Türkiye Ormancılar Derneği (TOD), endüstriyel odun üretimindeki 59,5’e varan rekor artışın ana nedeninin, “2018 yılında dövizde yaşanan aşırı artış nedeniyle yurt dışından getirilen odun hammadde fiyatlarındaki maliyetlerin artması sonucu, orman endüstrisinin odun hammaddesini ülke içi üretimden karşılamak istenmesi” olduğunu açıkladı. 

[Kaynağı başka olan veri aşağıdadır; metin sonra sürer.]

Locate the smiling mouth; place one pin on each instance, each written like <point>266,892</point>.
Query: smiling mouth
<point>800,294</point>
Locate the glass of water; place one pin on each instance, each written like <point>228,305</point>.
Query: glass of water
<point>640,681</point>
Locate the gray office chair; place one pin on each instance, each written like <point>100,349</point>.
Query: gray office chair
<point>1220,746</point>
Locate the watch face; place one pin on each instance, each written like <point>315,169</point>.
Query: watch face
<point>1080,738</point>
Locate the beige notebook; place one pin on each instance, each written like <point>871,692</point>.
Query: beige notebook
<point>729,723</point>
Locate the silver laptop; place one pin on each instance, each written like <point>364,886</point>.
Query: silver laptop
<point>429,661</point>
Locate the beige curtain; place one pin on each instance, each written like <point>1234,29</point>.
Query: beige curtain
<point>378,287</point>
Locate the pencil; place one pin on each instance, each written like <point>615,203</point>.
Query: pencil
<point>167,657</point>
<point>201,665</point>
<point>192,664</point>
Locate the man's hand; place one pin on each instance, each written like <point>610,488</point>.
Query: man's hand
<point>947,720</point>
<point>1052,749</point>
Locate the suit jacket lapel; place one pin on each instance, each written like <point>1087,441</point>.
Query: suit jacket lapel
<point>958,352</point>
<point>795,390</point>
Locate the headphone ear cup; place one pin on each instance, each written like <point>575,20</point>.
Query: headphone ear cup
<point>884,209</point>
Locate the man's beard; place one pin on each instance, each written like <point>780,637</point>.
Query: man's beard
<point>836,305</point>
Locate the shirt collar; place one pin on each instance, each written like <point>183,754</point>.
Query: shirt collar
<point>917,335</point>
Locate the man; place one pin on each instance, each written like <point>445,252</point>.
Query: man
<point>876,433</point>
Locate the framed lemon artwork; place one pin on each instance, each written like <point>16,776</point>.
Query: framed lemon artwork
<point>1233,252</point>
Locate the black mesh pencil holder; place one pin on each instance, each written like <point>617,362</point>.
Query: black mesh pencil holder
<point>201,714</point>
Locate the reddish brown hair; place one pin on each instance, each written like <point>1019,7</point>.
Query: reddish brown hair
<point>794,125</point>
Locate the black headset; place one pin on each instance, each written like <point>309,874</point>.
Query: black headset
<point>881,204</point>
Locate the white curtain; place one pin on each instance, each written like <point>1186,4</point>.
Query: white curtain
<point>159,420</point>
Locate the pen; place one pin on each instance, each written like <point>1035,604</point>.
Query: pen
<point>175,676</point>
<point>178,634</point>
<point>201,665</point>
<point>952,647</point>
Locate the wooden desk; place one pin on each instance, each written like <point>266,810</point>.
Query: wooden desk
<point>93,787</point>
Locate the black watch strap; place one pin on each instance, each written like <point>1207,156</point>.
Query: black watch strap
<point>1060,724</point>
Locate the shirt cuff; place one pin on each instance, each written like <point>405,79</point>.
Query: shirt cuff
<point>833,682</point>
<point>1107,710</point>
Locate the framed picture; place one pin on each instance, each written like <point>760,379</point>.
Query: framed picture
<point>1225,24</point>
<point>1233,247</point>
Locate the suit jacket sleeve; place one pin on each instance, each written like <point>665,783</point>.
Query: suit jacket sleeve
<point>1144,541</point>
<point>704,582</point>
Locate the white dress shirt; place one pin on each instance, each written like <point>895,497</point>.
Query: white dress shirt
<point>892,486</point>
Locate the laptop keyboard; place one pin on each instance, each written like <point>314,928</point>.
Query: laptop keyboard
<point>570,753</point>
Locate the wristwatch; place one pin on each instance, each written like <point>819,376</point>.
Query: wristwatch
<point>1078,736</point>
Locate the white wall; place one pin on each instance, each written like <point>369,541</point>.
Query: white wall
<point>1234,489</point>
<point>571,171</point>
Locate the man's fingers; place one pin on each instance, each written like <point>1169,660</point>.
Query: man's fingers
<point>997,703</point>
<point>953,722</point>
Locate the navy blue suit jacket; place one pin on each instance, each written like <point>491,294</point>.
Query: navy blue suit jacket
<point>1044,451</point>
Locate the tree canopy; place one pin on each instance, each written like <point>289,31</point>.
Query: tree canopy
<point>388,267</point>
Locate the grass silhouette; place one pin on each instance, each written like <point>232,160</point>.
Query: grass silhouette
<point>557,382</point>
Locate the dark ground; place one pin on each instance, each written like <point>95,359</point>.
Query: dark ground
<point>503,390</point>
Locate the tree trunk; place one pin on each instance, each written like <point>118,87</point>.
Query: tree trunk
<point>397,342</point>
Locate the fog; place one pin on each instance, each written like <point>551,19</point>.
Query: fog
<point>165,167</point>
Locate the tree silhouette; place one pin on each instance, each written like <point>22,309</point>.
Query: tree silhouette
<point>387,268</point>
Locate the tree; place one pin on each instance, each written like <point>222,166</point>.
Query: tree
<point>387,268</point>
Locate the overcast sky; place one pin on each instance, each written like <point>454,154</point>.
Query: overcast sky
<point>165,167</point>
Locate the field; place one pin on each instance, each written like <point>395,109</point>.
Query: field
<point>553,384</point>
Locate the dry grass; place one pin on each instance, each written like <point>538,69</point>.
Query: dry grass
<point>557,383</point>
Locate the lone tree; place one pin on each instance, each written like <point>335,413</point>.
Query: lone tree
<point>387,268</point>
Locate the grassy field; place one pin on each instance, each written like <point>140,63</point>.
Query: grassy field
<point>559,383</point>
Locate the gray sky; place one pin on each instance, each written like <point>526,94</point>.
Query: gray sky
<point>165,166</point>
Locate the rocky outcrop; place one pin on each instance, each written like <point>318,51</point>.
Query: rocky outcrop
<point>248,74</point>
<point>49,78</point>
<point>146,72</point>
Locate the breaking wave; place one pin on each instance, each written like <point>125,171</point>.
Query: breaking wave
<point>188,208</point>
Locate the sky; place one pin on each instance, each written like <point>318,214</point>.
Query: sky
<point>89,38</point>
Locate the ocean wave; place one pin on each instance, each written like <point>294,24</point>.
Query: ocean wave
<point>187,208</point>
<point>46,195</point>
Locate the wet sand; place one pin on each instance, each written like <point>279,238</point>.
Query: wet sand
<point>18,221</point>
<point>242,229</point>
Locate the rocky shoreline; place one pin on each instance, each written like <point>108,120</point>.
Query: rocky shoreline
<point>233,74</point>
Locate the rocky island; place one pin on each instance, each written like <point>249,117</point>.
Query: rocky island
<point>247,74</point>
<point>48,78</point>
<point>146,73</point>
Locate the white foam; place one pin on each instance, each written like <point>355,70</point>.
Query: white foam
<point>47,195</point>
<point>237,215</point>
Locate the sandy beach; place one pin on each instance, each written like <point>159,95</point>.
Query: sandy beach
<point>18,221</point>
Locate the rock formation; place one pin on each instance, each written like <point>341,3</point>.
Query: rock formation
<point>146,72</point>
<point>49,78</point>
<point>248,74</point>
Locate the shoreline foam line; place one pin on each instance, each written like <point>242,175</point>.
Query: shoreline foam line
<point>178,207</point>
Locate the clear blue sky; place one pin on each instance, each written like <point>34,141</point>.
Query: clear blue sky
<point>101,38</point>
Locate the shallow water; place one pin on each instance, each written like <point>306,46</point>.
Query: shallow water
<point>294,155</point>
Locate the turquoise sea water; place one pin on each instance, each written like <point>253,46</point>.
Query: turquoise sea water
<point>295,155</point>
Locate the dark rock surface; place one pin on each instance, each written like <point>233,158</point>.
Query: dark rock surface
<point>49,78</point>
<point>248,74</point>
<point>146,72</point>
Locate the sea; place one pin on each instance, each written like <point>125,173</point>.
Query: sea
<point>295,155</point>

TOD’un açıklamasına göre orman ürünleri endüstrisi sektörü, kapasitesini kısa süre içinde olması gerekenden çok daha fazla arttırarak odun hammaddesi ihtiyacını iç piyasadan karşılamak ve maliyetlerini düşürebilmek için Tarım ve Orman Bakanlığı üzerinde büyük bir aşırı odun üretimi baskısı oluşturdu. 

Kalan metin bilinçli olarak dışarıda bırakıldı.